You can do this . . . you can do this . . . O God, help me do this . . .
She was aware of her adversary close at her elbow as she turned back toward the table, of the pistol against her side.
“Did Cottrell know it was you?” she asked, and Mrs. Sandhayes sniffed.
“After he’d drunk it I told him. Before—How would he have recognized me? He never spared a glance for me whilst he was seducing my—”
In what she hoped was a single movement, Abigail hurled the tea from the cup into Mrs. Sandhayes’s face, ducked sideways, and swept her leg with all her force at the other woman’s feet. Their petticoats tangled, Mrs. Sandhayes staggered, and the gun went off with a noise like the break of doom in the little parlor. Not even sure if she’d been hit or not, Abigail grabbed a leg of her chair and hurled it at her assailant, tripped as her petticoats snarled in the other chair, and took a kick in her side as she fell that left her gasping.
Trying to roll to her feet she heard the other woman’s steps in the hall, racing for the kitchen—
“Tommy!”
Abigail sprang up, fell against the wall, dimly conscious of the clatter of Pattie’s feet on the stair and a jumbled crashing from the kitchen.
Tommy screamed.
Abigail jerked open the kitchen door and smoke poured out into her face. Her first terrified impression was that the whole room was ablaze—her second, knowing that there hadn’t been time for such fire to take hold, was of a dozen small fires where the logs from the hearth had been hurled into the room, against the table, the chairs, the sideboard where Tommy was tied.

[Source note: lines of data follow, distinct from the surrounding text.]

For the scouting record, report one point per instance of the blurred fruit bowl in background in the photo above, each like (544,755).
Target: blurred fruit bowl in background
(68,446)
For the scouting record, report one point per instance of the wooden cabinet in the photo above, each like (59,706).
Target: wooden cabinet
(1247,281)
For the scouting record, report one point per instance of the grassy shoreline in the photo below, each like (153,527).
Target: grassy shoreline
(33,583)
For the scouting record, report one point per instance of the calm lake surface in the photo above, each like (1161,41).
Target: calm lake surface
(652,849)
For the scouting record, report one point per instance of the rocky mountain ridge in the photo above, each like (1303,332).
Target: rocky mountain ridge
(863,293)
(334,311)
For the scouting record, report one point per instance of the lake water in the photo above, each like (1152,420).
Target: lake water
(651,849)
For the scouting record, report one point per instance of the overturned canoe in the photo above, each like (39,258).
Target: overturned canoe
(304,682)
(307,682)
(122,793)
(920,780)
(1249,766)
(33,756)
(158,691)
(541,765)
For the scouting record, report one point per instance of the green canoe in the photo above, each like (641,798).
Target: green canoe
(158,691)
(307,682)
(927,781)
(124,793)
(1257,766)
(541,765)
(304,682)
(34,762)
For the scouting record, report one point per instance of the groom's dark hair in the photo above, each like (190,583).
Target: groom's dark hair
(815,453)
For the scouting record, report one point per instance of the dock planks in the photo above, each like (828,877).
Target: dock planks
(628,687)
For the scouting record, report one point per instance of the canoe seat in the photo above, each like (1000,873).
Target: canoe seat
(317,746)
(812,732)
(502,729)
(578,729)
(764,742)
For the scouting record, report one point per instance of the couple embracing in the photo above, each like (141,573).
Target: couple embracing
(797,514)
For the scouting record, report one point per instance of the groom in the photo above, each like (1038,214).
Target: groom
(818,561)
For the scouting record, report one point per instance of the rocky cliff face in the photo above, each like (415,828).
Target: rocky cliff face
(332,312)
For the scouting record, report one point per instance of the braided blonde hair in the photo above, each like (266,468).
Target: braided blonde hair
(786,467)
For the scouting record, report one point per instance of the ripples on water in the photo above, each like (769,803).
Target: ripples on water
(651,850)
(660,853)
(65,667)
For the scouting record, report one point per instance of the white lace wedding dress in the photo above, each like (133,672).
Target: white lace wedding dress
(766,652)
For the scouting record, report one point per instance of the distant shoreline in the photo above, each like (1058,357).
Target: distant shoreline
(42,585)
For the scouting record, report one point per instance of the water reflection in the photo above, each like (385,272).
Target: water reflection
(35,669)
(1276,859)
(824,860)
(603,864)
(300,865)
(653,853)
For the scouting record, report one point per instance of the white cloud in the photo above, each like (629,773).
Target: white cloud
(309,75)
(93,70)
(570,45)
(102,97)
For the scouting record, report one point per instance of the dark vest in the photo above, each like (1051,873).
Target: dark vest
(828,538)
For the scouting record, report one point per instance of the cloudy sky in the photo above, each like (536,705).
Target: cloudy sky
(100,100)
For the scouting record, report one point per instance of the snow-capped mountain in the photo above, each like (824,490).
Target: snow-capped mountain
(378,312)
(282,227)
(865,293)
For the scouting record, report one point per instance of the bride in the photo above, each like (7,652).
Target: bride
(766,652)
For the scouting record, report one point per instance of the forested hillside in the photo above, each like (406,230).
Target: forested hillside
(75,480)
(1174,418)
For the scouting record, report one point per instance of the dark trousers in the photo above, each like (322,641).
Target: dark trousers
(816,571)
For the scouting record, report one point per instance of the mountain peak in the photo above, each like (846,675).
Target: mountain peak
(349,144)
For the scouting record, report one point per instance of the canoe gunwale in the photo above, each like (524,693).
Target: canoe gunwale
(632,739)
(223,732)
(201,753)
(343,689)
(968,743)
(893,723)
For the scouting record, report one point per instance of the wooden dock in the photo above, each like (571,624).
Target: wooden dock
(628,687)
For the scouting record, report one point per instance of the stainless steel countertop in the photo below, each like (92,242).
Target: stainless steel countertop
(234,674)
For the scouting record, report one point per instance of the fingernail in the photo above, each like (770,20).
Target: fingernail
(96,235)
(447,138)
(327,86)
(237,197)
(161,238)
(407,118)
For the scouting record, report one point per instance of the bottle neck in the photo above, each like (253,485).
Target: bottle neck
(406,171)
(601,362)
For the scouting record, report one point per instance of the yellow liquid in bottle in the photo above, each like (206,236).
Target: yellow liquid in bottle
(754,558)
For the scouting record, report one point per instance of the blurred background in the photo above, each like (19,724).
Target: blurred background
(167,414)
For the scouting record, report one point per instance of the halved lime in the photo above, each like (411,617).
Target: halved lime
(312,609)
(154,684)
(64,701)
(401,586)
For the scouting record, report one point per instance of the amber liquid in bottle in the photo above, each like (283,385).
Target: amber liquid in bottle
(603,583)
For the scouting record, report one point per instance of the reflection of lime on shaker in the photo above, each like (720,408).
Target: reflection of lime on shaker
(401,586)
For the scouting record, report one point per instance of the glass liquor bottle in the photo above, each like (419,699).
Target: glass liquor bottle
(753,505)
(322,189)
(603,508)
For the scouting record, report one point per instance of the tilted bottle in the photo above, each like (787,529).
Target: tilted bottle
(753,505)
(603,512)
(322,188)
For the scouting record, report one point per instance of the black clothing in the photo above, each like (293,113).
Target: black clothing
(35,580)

The back door was open, but Abigail saw nothing of that in that moment, only the burning wood under the sideboard and the fire licking greedily up. She flung herself to her knees beside her hysterical son, “Stay still!” she commanded, which of course the terrified child didn’t, as she ripped and wrenched at the long cloth tapes. She sprang up, half choked on the smoke swirling around her, wrenched open the knife-drawer, seized the first blade that came to hand.
She heard Pattie scream and had the confused impression of someone behind her as she slashed through the leading-strings, half turned as hands grabbed her
—I thought she’d gone—
She barely got a glimpse of the man who flung her to the floor, before she was smothered in darkness.